|Photo: Frederick V. Nielsen, II|
Financial behaviorist, coach and author, Jacquette M. Timmons has two great obsessions: shoes, and getting people to see that “you don’t manage money – you manage your choices around money.” Though she left home at sixteen to study shoe design in New York City, an encounter with an Estee Lauder exec opened an entirely different path— to finance. She was hired as her assistant, then moved with her to Wall Street. At Bankers Trust (now Deutsche Bank) Jacquette worked her way up and moved over to the private bank, while working on her MBA in finance. In 1995, she started her own company, Sterling Investment Management, to focus on two specific arms: consumer-facing, with one-on-one coaching for singles, couples, and entrepreneurs, and institutional-facing, with workshops, panels, and speaking engagements. The common thread always people’s choices and relationship with money.
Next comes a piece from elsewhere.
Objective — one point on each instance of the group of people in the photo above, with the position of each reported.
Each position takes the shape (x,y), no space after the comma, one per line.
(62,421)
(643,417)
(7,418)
It seems you’ve found your niche; you are a financial behaviorist. What, exactly, does that mean? As a financial behaviorist, I focus on the human side of money by helping people prioritize their behavior, choices, and emotions with money – over the math of money. Behavioral economics and behavioral finance are disciplines that have been around for quite some time. The interest for me in the behavioral side started back in 1987 with the Black Monday stock market crash. While some people were freaking out, others remained totally calm. That fascinated me; what did they each know and what didn’t they know that contributed to their different reactions?
What inspired your book, Financial Intimacy: How to Create a Healthy Relationship with Your Money and Your Mate?
One of my dearest friends died unexpectedly; he was absolutely an up-and-up guy, but he and his wife, also my friend, kept everything separate—there was a lot that she did not know about his finances. Then the father of a friend died, and that’s when her mother discovered they were $500,000 in debt — and not from their mortgage. Finally, I had a coaching client, who on paper is the epitome of financial success: a Wharton MBA, working on Wall Street, a high six-figure salary, day-to-day matters of money were not an issue whatsoever yet she and her boyfriend fought all the time about money. During our coaching engagement, we did the work to pinpoint what the issue was and pinpoint what to do about it. But what struck me with all three of those scenarios was what conversations are these smart, college-educated, professionals not having? What is it that couples are not talking about that leave women vulnerable when it comes to money. I started doing workshops called “Women, Money, and Romance” and every time I would do one, people wanted more. Financial Intimacy sprung from there; wanting to explore the intersection of love and money, but also looking at it from a social critic’s perspective. The numbers matter, but I dare say even more important are the emotional aspects of money and why you make the choices that you make.
Fostering honest dialogue about money is a key component of your practice. Tell us about your recently launched dinner conversation series.
The Comfort Circle™ dinners where we talk about money, business and life over food and wine was created to give people an environment to feel comfortable talking about money. The dinner is kept small, no more than twelve people to foster intimacy. Each month has a different theme. I create a run-of-show that includes question prompts and exercises that guide our discussion over dinner so that people walk away with a concrete takeaway of how they can apply the evening’s theme into their life and business.
Give us three bits of “Sterling” advice to offer Curly Nikki readers.
One, have a financial vision for your life. What it is you want money to do for you? What is it you would like to have happen? These questions are not just about the dollars and cents, but bring clarity to your financial vision.
Two, pay attention to your financial habits. Dedicate a day for just journaling the things you do with money, the thoughts you have about money and take a look and see what message you might be getting from the patterns that emerge.
And finally, stop putting money matters on the back burner. Nurture that relationship.